Idenix is competing in a crowded field. Gilead Sciences (GILD), Bristol-Myers Squibb (BMY), Vertex Pharmaceuticals (VRTX), Merck (MRK), Abbott Laboratories (ABT), Roche (RHHBY) and Achillion Pharmaceuticals (ACHN) are among the companies developing new treatments.
It’s important to note that none of these next-generation drugs are even close to entering the market. And a big part of Idenix’s appeal is that it would appear to be a potential takeover candidate for another large drug company that wants to jump into the competition.
Idenix shares spiked after Bristol-Myers announced in January that it was taking over hepatitis drug developer Inhibitex. (See Bristol-Myers Enters Hepatitis Drug Race With $2.5 Billion Takeover of Inhibitex.) Prior to the Bristol-Myers deal, Gilead made an almost $11 billion wager on hepatitis drug maker Pharmasset.

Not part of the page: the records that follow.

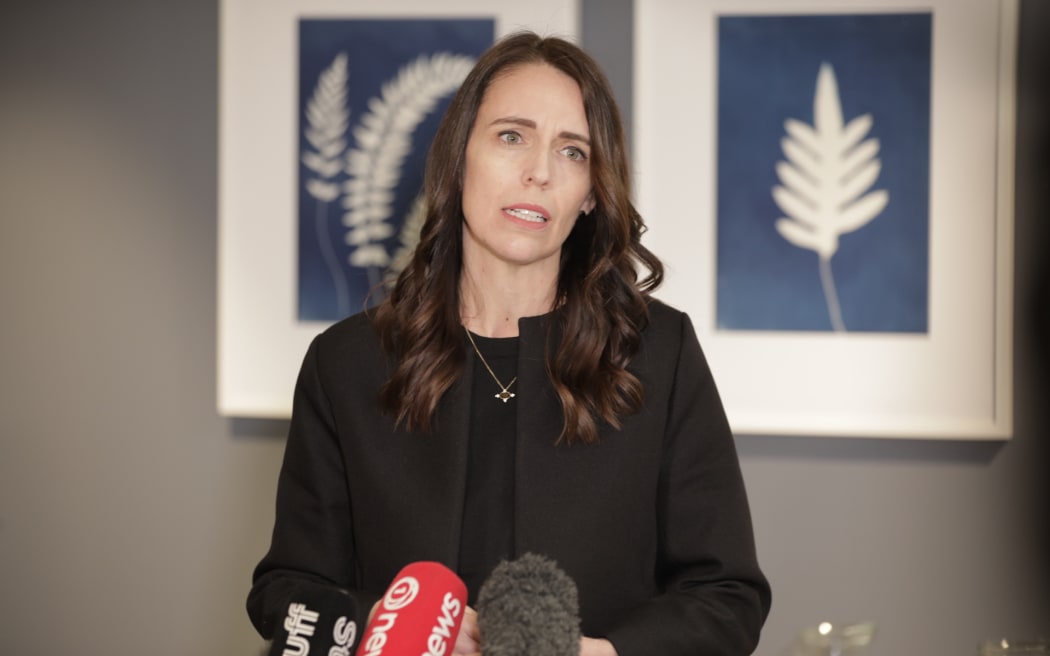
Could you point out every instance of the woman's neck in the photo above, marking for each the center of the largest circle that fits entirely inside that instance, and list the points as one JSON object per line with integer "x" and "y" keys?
{"x": 492, "y": 301}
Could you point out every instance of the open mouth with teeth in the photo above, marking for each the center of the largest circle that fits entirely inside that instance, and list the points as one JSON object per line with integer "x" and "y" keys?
{"x": 529, "y": 215}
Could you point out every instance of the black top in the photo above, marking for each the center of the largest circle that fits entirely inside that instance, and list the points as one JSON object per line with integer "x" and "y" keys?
{"x": 487, "y": 534}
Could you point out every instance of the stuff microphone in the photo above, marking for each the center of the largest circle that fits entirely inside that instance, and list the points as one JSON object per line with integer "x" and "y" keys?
{"x": 320, "y": 620}
{"x": 420, "y": 613}
{"x": 529, "y": 607}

Novartis (NVS) remains a large shareholder in Idenix and would have a say in any acquisition.
Former development partner Novartis walked away from IDX184 in 2009, returning rights for the drug back to Idenix. Once a majority owner, Novartis held almost 31% of Idenix’s common stock as of March, according to a securities filing. Novartis executive Robert Pelzer sits on Idenix’s seven-member board and the big drug maker has the right to appoint another director following the recent resignation of company exec Brian Goff.
Idenix’s announcement Wednesday is expected to keep investors’ interest in the company, particularly if it begins studies to test its drug without interferon later this year. Study results announced Wednesday will be presented at an upcoming medical conference, the company said.
"We expect relatively busy news flow and greater interest in the story in the coming year," Leerink Swann analyst Howard Liang said in a note Wednesday.